On Oct. 10, 2009, Eadie, as Demolition Ax, brought his longtime tag-team partner Darsow, a.k.a. Demolition Smash, to challenge the VIPs for the vaunted KSWA tag-team championship. The former world tag-team champions beat Blanchard and Martin in front of a capacity crowd. 

In September 2010, Eadie returned to Pittsburgh as part of the Officer Paul Sciullo Memorial Wrestling Event, in Lawrenceville. Sciullo, of Bloomfield, was one of three police officers who were ambushed and killed by a gunman in Stanton Heights in 2009. In that match, Eadie, with another wrestler, once again defeated Blanchard and Martin in tag-team competition. Just this past December — at the Teamster Temple — Eadie and Darsow once again defeated Blanchard and the VIPs at KSWA FanFest, this time in front of a crowd of more than 500.

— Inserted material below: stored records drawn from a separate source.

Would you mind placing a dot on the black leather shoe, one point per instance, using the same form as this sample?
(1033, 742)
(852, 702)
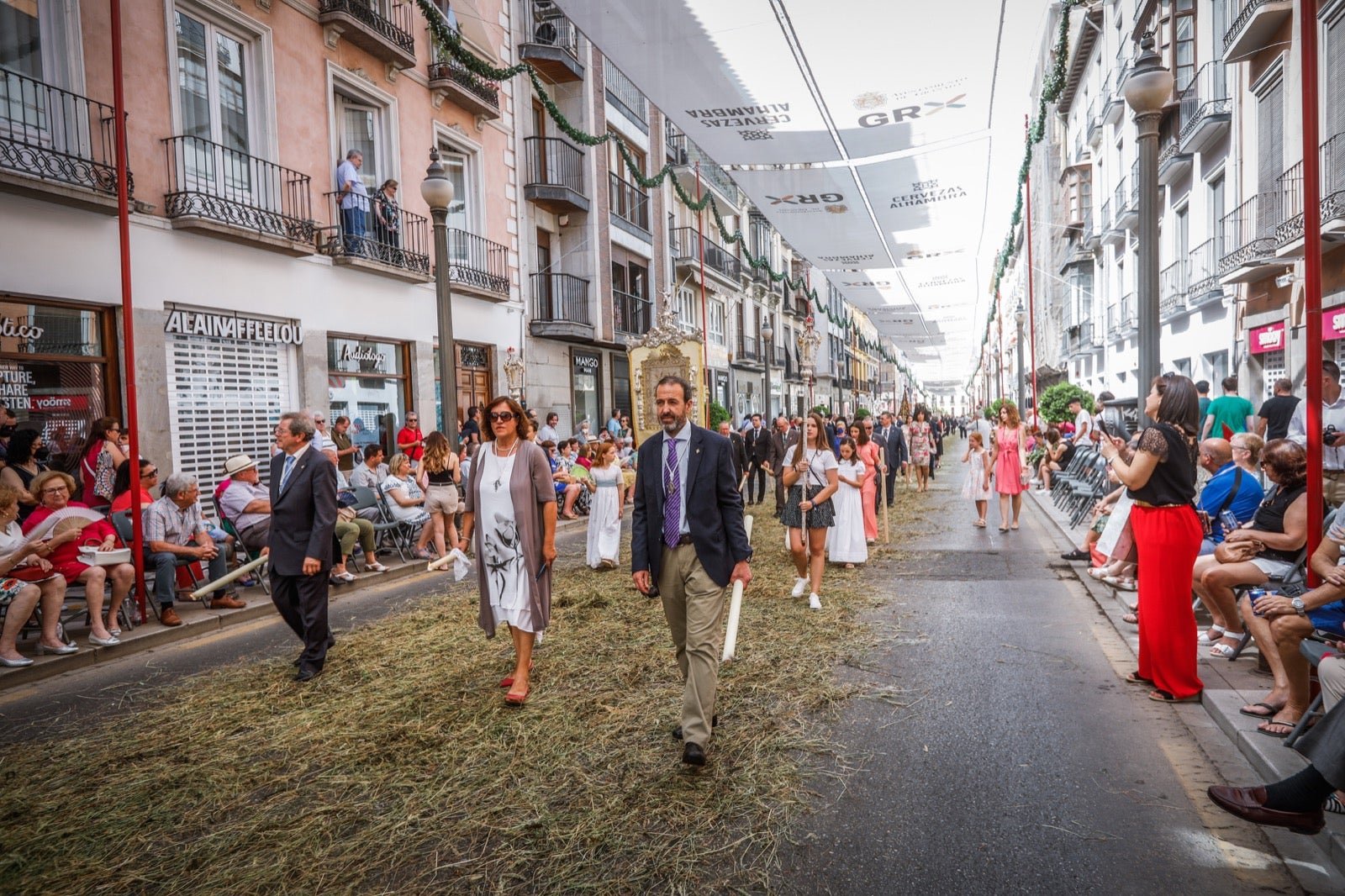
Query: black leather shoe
(1248, 804)
(677, 732)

Darsow was supposed to wrestle with Eadie in August for one last hurrah; the two decided together that they would call it quits in 2017. However, knee surgery in January has slowed Darsow down and forced him to retire just a bit earlier than he planned. 

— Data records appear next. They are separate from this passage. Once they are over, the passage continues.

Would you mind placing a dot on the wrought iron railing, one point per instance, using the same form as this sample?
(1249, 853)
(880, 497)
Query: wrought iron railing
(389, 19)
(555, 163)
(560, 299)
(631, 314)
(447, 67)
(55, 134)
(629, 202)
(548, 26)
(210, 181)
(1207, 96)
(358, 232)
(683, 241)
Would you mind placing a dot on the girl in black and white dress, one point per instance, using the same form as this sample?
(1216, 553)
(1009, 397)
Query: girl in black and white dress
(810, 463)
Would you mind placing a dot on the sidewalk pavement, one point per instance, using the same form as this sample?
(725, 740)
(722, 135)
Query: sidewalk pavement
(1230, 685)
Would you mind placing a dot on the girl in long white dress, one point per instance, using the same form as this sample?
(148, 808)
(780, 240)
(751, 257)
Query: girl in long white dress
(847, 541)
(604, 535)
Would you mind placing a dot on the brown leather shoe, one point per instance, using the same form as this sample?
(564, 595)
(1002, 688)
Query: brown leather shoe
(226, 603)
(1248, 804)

“We had been contemplating that for a year or so,” Eadie says. “I don’t like the travel, the airports.” But once Eadie gets to the show, all of his anxiety goes away.

Blanchard calls his upcoming showdown with Eadie the culmination of a “10-year feud.” (Away from the bluster of professional-wrestling promos, both men couldn’t speak more highly about their respect for one another … but you didn’t read that here.)

Looking past his retirement match, Eadie will focus on his final year as a special-education teacher for juvenile offenders in Georgia. The school’s principal announced her retirement and Eadie, her good friend, decided that it was time to end his 20-year teaching tenure at the school as well. Eadie’s wife, Sue, also plans to retire, and they plan to spend more time with their daughters, Julie and Heather, and four grandsons — Chris, Dylan, Dean and Chase. Eadie will also look for part-time work, noting, “I recently was recertified as a driving instructor.” 

But just because he’s retiring from the ring doesn’t mean Eadie will disappear from the sport. Eadie says Demolition, together and individually, will continue to tour “about twice a month” for autograph sessions, comic conventions and the like. 

“I really appreciate the fans,” Eadie says. “Without the fans, there is no wrestling business. There is no need for us to get into the ring.” 

On July 22, they’ll get to show their appreciation one more time. 

Thomas Leturgey is a wrestling journalist as well as ring announcer for the Keystone State Wrestling Alliance.